After all this exhausting work, the work surface had to be deeply cleaned with bleach and lots of water.
In my small kitchen, the work of cleaning and brining chickens is downsized as I only handle one or two birds at a time. Despite health and safety messages warning not to wash chicken due to the potential spread of bacteria, I still follow the process of cleaning and brining each bird before using it.
The process I follow is outlined below. It really makes a difference to the final dish. It is important to limit the work space so it will be easy to clean with detergent and hot water after the task is over.
Cleaning and brining chicken is an essential step in Moroccan cooking. We believe it enhances the flavor and tenderizes the chicken while also removing an undesirable after-taste and bad smell.
In my small kitchen, I usually handle one to two birds, and I brine them in salty water with the addition of lemon and vinegar. The usual ratio I use is 10% of liquid is from the acidic additions but this is just a suggestion.
- 2 chickens
- 3 tbsp salt
- 1 lemon cut into 4 wedges
- 4 tbsp white vinegar
- 1 tbsp ground ginger
Delicately insert your fingers between the skin and the meat, trying to separate them as you go while keeping the skin intact, especially if your recipe calls for roasting the chicken.
Slide your fingers in the cavity and pull out fatty bits, stringy bits and anything sticking to the skeleton except the white meat.
Rub the chickens inside out with half of the salt and some of the lemon wedges. You could add ginger at this stage if using it.
Put the chickens in a deep bucket or container and top them with cold fresh water. Add the vinegar, the salt and the lemon juice from the rest of the lemon. Add the wedges to the water as well. Set aside for at least 30 min, covered.
Slide your hand again between the skin and the meat and again pull any lumpy or slimy fat still trapped in between. After the brining stage, this becomes much easier and the lumps that resisted before will come off easily.
If you plan to keep the skin on, make sure you pull out any bits of feather or plumes.

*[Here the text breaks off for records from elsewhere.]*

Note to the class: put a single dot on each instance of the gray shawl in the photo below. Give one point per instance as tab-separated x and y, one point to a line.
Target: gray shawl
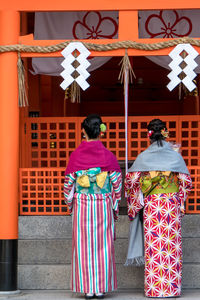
135	255
157	158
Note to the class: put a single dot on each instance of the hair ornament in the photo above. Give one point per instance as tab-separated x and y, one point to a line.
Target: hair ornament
150	132
103	127
165	133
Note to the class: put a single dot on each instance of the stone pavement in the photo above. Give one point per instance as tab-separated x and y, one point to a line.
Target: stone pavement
66	295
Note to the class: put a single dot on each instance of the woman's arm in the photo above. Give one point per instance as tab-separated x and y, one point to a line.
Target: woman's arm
68	190
134	193
185	186
116	182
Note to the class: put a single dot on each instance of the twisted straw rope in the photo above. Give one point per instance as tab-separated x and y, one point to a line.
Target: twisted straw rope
102	47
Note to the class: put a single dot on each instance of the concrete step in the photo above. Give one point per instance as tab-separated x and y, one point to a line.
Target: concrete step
59	251
120	294
45	253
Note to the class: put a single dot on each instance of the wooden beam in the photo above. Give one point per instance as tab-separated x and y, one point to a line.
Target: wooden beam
28	40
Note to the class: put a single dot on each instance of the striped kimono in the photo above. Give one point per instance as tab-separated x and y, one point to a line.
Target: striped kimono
94	210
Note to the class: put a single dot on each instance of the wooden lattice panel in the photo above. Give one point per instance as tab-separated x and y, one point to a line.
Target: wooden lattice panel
137	133
48	142
193	201
41	192
114	138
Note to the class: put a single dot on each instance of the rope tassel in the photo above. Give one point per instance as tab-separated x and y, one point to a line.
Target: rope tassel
22	98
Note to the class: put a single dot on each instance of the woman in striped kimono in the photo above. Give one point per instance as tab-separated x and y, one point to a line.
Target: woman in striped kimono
161	176
92	190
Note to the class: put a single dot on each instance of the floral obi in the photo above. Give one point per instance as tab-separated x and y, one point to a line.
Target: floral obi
157	182
92	181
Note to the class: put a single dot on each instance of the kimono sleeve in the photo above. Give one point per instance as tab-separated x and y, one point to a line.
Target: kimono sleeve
69	184
134	194
185	186
116	182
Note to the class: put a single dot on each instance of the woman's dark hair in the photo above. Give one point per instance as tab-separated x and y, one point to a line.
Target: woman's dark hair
91	124
156	125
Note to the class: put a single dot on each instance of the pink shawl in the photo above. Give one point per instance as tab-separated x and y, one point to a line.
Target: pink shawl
91	155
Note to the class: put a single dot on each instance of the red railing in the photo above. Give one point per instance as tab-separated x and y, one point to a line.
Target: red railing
46	144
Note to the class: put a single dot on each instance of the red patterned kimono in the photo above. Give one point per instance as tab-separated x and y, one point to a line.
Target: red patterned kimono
162	233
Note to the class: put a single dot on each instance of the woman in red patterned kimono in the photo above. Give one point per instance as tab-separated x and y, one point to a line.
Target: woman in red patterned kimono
161	176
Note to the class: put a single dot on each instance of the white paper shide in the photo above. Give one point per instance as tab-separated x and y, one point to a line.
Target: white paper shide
83	53
188	70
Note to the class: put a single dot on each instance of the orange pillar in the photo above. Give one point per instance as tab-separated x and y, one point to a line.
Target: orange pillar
9	152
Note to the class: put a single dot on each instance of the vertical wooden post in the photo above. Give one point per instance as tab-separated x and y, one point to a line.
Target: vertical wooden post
9	152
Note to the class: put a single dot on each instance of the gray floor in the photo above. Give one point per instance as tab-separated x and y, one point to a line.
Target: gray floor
65	295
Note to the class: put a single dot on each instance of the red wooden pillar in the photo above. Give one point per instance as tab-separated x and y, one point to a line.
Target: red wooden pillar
9	153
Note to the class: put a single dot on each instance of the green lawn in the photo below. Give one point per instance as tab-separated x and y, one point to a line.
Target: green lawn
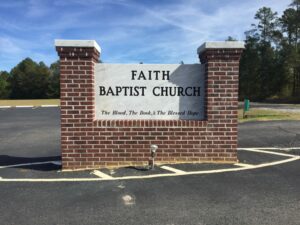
268	114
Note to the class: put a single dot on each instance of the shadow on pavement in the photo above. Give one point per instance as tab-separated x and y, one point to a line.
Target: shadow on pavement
6	160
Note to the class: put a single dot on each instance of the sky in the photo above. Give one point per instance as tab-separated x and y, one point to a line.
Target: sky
128	31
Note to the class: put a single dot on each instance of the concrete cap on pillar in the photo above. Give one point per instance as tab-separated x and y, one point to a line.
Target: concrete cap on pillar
221	45
78	43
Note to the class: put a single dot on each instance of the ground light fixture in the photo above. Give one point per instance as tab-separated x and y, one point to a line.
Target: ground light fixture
153	149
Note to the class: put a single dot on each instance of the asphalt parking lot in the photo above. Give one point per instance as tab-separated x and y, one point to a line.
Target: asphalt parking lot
262	189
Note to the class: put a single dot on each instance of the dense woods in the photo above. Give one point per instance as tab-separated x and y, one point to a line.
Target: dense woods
270	64
269	68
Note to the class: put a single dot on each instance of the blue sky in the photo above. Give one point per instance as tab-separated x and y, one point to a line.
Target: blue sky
128	31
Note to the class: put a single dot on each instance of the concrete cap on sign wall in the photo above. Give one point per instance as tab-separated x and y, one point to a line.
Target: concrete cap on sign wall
77	43
221	45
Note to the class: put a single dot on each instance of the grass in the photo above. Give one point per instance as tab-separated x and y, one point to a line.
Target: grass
267	115
252	115
33	102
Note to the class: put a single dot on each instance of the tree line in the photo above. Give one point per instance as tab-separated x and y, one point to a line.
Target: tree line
269	67
30	80
270	64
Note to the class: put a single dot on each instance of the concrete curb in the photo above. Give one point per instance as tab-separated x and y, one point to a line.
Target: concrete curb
28	106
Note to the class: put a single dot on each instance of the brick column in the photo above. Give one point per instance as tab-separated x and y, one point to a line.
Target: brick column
77	60
221	60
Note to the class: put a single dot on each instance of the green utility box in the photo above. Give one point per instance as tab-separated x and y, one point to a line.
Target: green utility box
246	107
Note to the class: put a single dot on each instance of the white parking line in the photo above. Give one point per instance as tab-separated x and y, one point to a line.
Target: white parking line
177	171
243	165
29	164
101	174
24	106
272	148
105	177
49	105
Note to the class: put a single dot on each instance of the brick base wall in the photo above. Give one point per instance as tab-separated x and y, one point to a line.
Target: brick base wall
89	143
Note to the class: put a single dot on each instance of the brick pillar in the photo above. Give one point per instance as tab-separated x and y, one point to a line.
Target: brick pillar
77	60
221	60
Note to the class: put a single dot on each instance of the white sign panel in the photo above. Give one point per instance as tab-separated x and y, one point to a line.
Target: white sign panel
149	91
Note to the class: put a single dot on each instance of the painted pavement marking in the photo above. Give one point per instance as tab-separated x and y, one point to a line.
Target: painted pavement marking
29	164
100	174
266	152
105	177
243	165
177	171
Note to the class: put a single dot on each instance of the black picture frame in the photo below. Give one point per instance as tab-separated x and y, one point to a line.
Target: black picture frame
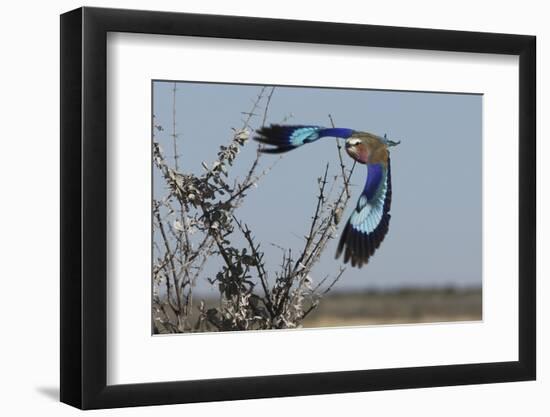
84	207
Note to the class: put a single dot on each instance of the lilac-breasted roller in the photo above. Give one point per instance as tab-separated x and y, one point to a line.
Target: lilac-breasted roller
369	222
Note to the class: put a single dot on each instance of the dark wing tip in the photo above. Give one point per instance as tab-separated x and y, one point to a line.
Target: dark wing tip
359	247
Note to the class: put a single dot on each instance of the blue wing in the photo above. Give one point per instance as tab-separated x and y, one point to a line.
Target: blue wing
284	138
369	222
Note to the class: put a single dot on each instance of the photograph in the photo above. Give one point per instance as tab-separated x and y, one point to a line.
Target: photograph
294	207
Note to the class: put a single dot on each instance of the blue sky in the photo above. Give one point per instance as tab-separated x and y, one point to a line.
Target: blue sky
435	230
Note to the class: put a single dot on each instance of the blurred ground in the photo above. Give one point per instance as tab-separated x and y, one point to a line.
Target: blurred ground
397	306
400	306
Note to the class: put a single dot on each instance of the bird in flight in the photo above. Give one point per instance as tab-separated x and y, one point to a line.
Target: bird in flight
369	222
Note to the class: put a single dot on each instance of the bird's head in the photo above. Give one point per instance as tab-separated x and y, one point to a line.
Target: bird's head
366	148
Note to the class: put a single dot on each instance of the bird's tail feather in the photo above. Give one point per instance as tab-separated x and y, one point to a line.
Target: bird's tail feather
284	138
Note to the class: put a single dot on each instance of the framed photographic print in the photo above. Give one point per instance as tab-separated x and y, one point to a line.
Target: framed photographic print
257	208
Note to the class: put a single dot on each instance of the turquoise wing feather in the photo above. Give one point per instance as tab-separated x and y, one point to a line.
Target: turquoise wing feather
369	222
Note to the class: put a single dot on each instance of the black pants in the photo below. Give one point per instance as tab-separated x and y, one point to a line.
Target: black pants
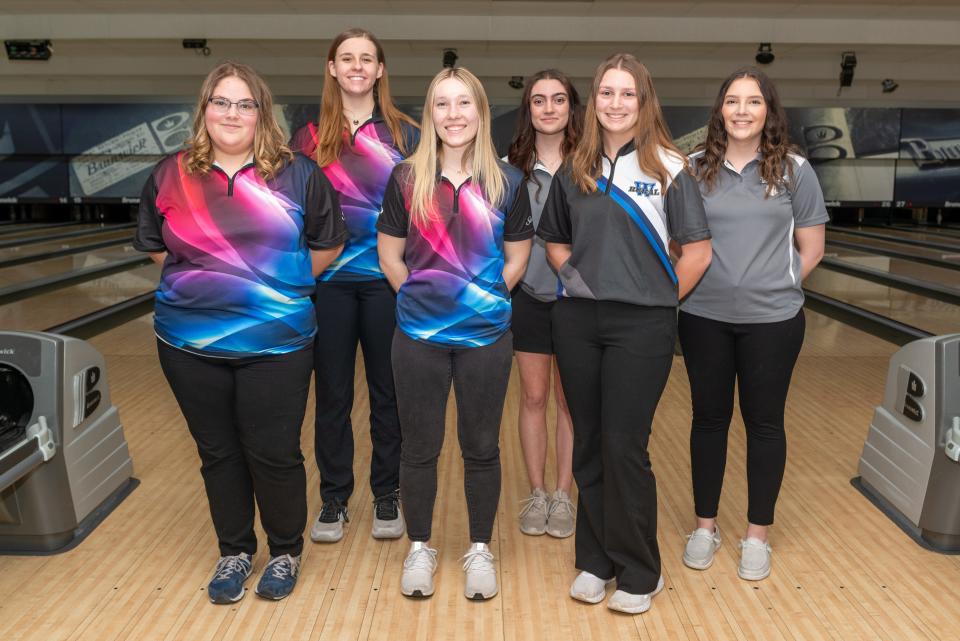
759	357
245	415
614	360
348	313
479	376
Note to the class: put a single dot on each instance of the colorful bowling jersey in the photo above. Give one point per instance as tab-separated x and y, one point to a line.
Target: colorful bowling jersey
455	294
359	175
237	279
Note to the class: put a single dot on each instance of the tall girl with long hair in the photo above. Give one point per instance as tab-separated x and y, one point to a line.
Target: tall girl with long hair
242	227
608	221
454	240
744	323
548	127
360	136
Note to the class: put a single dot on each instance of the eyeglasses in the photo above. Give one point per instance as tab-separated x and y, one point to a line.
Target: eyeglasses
244	107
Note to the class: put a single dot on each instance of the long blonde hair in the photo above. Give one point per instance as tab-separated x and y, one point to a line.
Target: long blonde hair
270	151
332	121
425	160
650	134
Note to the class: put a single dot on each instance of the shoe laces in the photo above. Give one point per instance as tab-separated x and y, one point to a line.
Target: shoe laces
283	566
478	561
332	510
534	501
229	565
387	507
423	558
561	504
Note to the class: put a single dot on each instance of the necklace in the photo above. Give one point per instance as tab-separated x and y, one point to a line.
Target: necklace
356	121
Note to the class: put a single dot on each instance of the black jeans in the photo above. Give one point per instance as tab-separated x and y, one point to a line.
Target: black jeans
479	375
245	416
759	357
614	360
348	313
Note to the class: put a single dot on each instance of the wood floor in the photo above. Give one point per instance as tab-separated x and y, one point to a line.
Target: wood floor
842	571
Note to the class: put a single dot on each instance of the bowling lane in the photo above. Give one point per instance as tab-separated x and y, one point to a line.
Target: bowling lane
892	245
64	264
49	230
61	305
896	266
931	315
39	249
912	236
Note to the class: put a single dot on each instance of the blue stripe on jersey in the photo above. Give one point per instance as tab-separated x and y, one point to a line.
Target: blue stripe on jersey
640	218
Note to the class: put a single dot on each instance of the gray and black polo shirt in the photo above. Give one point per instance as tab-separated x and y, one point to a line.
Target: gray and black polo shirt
539	281
620	234
754	276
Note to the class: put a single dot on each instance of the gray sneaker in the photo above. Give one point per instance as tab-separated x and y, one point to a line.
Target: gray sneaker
754	559
481	579
387	517
533	515
328	528
561	515
701	546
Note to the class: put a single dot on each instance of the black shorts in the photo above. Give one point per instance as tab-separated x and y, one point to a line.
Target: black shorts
532	329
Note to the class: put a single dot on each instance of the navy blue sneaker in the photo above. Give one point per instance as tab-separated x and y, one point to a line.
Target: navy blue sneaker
229	575
279	577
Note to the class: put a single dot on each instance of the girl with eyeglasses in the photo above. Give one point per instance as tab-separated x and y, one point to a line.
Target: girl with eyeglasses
744	322
241	227
609	218
454	238
548	128
359	138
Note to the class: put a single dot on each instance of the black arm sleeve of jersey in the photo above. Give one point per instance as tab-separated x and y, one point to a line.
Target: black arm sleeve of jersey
149	235
519	222
686	219
555	224
323	219
394	218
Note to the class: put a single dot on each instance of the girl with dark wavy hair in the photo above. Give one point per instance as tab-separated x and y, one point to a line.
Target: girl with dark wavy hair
359	138
744	323
608	220
548	127
241	226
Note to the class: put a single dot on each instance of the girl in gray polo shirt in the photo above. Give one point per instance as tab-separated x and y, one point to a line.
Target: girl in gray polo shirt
744	321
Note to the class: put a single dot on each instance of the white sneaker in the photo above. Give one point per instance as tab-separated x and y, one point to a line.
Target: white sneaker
701	547
754	559
589	588
633	603
481	580
418	569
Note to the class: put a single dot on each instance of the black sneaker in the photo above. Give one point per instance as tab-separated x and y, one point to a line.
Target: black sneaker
387	518
328	528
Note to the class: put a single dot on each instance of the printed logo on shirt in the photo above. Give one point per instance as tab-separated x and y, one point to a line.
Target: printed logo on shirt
644	189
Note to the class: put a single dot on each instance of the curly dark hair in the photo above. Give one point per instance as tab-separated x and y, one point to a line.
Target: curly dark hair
774	139
523	151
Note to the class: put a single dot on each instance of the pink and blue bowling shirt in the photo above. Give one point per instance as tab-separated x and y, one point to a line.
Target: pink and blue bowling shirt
359	175
455	295
237	279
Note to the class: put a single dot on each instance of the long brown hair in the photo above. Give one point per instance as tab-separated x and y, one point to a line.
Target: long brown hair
523	149
332	121
774	139
651	135
270	151
425	160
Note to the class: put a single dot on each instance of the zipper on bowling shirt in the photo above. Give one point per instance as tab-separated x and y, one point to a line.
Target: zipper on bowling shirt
230	178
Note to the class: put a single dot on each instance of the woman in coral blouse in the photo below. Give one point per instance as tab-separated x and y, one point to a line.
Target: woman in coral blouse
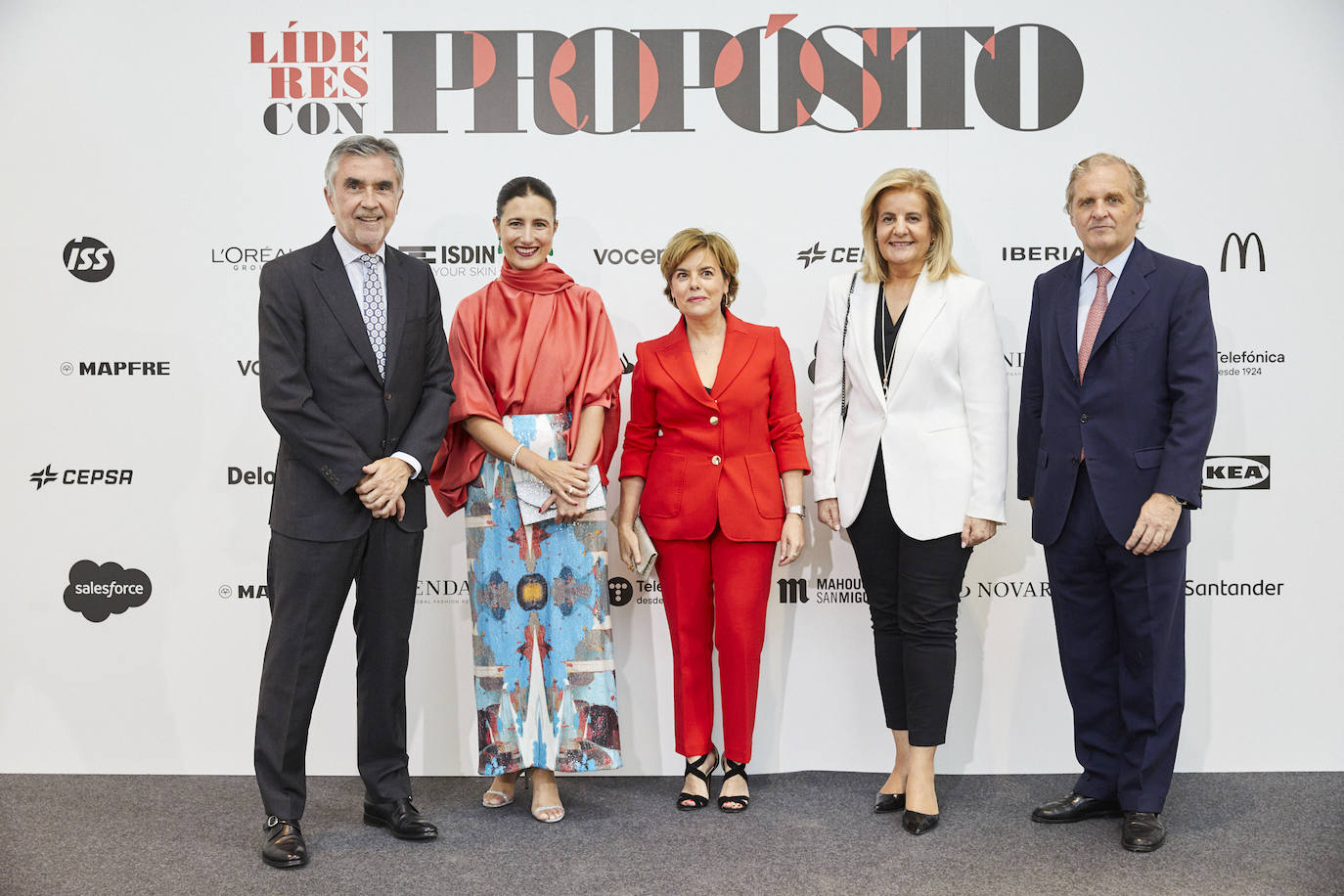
531	431
714	428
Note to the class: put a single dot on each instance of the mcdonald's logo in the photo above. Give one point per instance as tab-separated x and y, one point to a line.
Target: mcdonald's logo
1242	248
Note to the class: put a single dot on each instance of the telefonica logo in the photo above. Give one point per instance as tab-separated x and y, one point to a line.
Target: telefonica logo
1242	248
768	78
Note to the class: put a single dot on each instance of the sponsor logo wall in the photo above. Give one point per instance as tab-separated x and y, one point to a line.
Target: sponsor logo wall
139	501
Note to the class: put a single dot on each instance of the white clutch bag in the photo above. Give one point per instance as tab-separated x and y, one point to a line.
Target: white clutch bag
532	493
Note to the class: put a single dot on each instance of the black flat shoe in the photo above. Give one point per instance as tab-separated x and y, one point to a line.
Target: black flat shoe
917	823
399	817
730	770
1142	831
888	802
693	767
1074	808
284	846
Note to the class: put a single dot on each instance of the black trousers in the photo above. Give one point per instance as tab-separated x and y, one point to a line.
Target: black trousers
915	591
306	585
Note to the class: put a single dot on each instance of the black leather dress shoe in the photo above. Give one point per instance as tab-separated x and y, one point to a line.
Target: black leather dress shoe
284	846
888	802
399	817
1142	831
917	823
1074	808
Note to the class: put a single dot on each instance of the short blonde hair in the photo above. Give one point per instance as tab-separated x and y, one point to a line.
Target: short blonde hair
938	259
1138	188
693	240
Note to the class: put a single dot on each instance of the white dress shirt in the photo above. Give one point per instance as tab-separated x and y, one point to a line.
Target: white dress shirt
351	255
1088	289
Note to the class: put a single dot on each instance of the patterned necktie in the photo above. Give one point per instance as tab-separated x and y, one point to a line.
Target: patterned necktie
1095	315
373	306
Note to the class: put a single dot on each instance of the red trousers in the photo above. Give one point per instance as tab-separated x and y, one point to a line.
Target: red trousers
715	594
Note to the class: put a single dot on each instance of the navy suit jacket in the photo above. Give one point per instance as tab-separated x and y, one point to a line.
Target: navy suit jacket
1143	411
323	394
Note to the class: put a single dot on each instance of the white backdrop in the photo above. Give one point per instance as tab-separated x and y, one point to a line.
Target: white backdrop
147	132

If you have gas hob, hover the chicken above a gas flame as this will burn those unwanted bits. Wash the bird once done.
The tail (sot l'y laisse) as well the wing tips and drumstick tips should all be cut off and discarded. Leaving any of these bits is considered inappropriate in Moroccan cooking.
Wash the chicken thoroughly and place in a colander to drain. Pat dry and transfer to plastic bags.
Freeze or place in the fridge for a few hours before you cook it.
- It is essential to thoroughly clean any surface that came into contact with the chicken.
- Covering the chicken while it's brining is important, especially if you are going to put it in the fridge as the bacteria might spread to other items around.